Be it known: Author Ann Patchett is a gifted stylist and novelist.
She is not, however, married to her dog.
Patchett was the object of a recent Twitter eruption when she wrote to The New York Times Sunday Book Review to clarify the matter after a reviewer committed some awkward phrasing.
Patchett’s letter not only provided a reminder of the never-ending debate over punctuation, but it also demonstrated the quirky power of the 140-character medium to skyrocket a message into the stratosphere, even for those with small numbers of followers.
In a letter headlined “Puppy Love,” the PEN/Faulkner Award-winning novelist wrote to the Gray Lady:
I was grateful to see my book “This Is the Story of a Happy Marriage” mentioned in Paperback Row (Oct. 19). When highlighting a few of the essays in the collection, the review mentions topics ranging from “her stabilizing second marriage to her beloved dog” without benefit of comma, thus giving the impression that Sparky and I are hitched. While my love for my dog is deep, he married a dog named Maggie at Parnassus Books last summer as part of a successful fund-raiser for the Nashville Humane Association. I am married to Karl VanDevender. We are all very happy in our respective unions.
Not everyone agreed that an error of punctuation had been made. Several authorities said the Times’ real sin wasn’t a missing comma (it’s discretionary, they say) but using—and misusing—the trite construction from … to …
We’ll get to that later.
Either way, Twitterdom noticed Patchett’s letter. Tom Bonnick, a London-based Twitter user who called attention to the letter, got nearly 2,500 retweets and 1,900 favorites, even though he has only 981 followers.
— Tom Bonnick (@tombonnick) November 3, 2014
The tweet far outperformed a later one on the same topic by media critic Jim Romenesko, who garnered nine RTs and four favorites despite his having 98,000 followers. It pays to be timely on the fast-moving medium.

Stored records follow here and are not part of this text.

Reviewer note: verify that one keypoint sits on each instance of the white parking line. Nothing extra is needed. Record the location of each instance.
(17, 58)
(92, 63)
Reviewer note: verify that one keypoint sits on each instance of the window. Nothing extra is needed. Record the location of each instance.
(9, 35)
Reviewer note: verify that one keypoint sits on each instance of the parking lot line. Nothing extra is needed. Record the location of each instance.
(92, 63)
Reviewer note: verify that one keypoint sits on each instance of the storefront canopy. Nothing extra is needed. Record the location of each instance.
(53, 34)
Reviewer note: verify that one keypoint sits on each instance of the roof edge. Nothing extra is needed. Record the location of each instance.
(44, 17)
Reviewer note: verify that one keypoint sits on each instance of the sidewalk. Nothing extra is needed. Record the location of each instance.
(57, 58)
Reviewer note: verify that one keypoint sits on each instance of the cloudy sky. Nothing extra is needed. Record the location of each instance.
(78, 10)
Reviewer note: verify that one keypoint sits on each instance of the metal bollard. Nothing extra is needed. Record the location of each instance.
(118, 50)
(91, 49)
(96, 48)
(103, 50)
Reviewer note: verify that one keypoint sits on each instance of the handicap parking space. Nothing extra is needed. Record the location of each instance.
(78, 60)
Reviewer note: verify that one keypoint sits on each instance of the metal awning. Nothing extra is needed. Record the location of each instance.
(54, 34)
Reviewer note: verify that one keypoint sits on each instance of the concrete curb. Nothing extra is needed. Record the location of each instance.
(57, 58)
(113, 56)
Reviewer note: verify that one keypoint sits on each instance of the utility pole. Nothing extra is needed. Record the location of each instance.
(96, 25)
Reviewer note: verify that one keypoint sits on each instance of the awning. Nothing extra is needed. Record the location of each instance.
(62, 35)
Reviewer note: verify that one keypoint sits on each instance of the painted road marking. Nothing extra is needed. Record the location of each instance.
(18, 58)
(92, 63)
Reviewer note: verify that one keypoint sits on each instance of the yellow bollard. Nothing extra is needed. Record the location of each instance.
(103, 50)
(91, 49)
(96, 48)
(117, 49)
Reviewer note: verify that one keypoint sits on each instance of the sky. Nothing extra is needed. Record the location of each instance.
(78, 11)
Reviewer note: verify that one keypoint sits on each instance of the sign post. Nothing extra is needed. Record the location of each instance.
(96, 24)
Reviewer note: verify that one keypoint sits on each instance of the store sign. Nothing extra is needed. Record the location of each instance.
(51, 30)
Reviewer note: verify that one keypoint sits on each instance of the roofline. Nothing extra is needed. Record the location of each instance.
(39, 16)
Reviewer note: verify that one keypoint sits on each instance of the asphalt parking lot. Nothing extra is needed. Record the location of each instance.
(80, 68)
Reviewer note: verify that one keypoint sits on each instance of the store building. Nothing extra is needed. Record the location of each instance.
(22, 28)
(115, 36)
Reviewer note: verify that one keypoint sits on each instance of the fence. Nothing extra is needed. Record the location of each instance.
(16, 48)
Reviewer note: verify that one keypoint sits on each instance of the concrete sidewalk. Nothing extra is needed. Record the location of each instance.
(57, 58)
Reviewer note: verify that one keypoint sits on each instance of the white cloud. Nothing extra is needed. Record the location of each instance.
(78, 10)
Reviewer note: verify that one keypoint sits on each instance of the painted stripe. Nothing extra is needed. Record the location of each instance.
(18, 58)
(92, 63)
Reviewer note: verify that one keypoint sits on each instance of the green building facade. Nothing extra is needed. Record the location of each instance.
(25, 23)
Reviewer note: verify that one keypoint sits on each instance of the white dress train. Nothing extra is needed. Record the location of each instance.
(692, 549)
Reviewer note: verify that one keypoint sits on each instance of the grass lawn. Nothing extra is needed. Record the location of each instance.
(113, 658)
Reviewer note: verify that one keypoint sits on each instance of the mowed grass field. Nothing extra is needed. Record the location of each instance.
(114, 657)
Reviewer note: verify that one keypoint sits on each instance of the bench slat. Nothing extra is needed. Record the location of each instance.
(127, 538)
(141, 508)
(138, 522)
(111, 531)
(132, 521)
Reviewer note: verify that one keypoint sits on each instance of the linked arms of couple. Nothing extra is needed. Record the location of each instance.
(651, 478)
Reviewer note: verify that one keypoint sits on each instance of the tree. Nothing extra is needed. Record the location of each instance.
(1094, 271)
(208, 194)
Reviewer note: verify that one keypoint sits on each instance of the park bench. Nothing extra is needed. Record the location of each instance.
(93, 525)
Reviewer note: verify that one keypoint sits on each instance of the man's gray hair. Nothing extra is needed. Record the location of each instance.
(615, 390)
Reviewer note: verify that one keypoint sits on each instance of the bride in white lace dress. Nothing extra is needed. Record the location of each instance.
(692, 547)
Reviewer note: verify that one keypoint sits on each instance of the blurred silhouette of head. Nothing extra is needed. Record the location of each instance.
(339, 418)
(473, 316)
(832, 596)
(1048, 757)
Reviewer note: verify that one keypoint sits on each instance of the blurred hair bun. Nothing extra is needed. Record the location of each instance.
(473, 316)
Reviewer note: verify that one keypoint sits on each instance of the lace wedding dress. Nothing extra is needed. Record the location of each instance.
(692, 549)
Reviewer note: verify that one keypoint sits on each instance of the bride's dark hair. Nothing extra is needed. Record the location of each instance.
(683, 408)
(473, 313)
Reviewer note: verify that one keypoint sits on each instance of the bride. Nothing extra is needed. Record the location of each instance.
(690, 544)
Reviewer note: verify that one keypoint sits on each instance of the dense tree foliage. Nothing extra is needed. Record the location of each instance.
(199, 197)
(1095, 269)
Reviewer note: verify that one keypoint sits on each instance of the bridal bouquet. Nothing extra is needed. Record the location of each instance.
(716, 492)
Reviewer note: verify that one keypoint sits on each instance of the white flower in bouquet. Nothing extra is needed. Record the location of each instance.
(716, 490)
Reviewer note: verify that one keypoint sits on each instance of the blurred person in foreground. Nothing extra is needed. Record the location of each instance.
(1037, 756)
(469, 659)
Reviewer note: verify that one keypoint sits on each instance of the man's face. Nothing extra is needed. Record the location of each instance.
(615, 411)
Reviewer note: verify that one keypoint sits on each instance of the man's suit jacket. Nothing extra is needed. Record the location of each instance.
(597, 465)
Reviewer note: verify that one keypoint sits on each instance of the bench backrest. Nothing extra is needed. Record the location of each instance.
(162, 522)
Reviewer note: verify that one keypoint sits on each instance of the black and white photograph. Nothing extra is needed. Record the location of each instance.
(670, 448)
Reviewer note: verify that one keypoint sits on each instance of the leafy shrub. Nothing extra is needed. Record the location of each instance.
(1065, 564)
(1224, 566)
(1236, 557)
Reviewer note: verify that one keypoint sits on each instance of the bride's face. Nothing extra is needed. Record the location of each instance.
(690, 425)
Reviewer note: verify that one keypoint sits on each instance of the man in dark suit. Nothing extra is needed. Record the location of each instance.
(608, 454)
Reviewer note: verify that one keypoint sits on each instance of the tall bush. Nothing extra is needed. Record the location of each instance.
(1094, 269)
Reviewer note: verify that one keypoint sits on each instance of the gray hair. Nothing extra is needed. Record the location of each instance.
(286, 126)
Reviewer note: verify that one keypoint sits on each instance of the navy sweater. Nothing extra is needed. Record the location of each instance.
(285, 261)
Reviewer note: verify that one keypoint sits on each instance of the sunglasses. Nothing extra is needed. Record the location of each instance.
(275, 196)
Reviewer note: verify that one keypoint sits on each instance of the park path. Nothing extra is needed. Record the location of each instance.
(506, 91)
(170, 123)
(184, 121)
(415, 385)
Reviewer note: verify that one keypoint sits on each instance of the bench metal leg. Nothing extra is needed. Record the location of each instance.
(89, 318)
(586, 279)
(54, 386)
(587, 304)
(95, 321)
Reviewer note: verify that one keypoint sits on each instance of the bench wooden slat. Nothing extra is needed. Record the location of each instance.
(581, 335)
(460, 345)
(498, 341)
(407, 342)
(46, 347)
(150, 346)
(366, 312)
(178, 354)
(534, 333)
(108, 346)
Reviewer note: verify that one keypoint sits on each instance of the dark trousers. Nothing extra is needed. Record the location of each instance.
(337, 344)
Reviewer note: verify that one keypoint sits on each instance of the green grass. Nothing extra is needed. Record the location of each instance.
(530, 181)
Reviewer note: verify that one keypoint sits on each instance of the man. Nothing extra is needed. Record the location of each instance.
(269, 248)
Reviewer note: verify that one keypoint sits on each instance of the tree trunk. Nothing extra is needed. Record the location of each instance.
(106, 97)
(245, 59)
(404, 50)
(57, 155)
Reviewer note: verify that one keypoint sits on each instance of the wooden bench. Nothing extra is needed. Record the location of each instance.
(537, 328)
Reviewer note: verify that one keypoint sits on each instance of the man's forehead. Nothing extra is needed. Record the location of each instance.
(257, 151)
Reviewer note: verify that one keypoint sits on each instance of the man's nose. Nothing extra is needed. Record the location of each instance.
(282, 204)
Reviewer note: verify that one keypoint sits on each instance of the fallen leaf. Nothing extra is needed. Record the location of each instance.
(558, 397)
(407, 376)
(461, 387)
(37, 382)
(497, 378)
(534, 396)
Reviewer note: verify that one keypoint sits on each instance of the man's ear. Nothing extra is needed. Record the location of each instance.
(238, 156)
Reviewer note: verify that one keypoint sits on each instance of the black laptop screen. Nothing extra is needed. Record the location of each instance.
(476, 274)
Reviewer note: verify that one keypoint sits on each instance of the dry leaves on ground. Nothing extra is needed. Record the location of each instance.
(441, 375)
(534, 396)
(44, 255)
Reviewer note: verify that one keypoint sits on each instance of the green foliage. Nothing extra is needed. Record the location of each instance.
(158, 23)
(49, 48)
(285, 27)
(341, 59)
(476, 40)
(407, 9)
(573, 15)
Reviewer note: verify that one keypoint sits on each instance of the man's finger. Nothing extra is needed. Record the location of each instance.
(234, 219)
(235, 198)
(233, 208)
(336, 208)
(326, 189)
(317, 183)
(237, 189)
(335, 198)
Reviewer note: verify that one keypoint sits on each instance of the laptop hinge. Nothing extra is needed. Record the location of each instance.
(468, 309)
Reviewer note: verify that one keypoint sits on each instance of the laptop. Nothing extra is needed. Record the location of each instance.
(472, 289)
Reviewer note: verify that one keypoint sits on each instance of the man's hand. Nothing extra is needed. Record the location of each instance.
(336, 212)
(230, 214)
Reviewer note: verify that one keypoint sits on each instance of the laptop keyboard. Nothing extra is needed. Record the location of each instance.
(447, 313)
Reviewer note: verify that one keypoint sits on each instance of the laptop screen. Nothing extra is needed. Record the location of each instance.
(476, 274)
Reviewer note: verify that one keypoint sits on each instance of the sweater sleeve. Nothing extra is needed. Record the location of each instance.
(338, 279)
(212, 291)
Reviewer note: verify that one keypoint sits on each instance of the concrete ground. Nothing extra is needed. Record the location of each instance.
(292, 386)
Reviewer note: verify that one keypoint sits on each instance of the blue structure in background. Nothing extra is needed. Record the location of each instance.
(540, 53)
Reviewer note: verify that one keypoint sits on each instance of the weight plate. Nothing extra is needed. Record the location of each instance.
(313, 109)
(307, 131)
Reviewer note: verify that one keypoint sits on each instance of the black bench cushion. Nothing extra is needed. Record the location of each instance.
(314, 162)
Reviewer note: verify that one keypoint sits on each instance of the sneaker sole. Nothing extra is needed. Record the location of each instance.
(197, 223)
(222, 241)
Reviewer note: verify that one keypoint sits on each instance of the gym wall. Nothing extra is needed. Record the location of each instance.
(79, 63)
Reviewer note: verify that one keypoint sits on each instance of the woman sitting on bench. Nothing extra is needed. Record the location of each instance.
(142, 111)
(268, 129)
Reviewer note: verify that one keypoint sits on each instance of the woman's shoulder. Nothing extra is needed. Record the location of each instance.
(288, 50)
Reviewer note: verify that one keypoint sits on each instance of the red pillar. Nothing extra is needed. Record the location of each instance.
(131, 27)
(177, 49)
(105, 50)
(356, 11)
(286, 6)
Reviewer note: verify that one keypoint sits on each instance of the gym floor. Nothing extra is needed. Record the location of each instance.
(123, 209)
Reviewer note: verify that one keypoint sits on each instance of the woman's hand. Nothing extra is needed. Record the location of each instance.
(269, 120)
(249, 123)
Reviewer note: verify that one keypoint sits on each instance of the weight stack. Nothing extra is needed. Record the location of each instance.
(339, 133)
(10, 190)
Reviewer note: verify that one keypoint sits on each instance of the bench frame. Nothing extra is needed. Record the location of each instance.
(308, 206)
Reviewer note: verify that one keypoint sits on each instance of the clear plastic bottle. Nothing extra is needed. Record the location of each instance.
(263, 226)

Author Ann Patchett is *not* married to her dog. (She sets it straight in a letter to NYT Book Review.) http://t.co/ObEy5ZhZdc
— Romenesko (@romenesko) November 4, 2014
[T]he reviewer’s unfortunate implication rose not from failure to provide an uncommon comma, but from unthinkingly resorting to the ranging from construction.
A range, dammit, is a series of discrete bounded elements. From a to z and from soup to nuts describe the ranges of the alphabet and the dinner menu.
Instead of “range from … to …” use the tidy word “include” followed by a simple series. Remember this, though: When you use “include,” don’t list every damn contributor (or whatever). Those who are “included” are a subset of the entirety.
‘The utility infielder’
For those who suffer from comma confusion or are prone to simple human lapses, Reinalda offers pointers in another article that calls the shrimp-shaped mark “the utility infielder of the punctuation team.” Among his gems:
Then there is the dreaded comma splice. This occurs when two independent clauses are separated by a comma with no conjunction.
Wrong: The cat barked at the dog, it traumatized the poor pooch.
Though it’s unfair to those of us who shovel words like road asphalt, there is a greater tolerance for comma splices when literary writers play with sentences to reflect the inner rhythms of characters’ minds.
Nobody is going to correct a stylist like Patchett for a splice in her novel “Run”:
He was always seeing people as fish. He saw his patients as mackerel, as bass, that was how he remembered them.
The Times itself offered helpful reminders of comma use a couple of years back. Among the tips:
When an identifier describes a unique person or thing and is preceded by “the” or a possessive, use a comma:
Baseball’s home run leader, Barry Bonds, will be eligible for the Hall of Fame next year.
My son, John, is awesome. (If you have just one son.)
But withhold the comma if not unique:
My son John is awesome. (If you have more than one son.)
Still, we all love comma errors when made by others. Consider this list, which includes a sign said to be posted at a Malaysian resort: “CAUTION BE CAREFUL OF PARASAILING HORSES AND BUGGIES ON THE BEACH.” For my money, such lists are a tad less fun, though, when they include examples from Twitter illiterates.
Some people like comma errors so much that they fake them. A cover of Tails magazine was widely shared because of a headline that allegedly read, “Rachael Ray finds inspiration in cooking her family and her dog.”
Turned out the cover was Photoshopped, and Ray’s family and dog remained uneaten. The magazine corrected the falsehood while keeping a sense of humor about it-a lesson not only for organizations, but for touchy individuals.
As for Patchett, her letter provided a chuckle, and her savvy reaped a bonanza of mentions—from soup to, well, Z.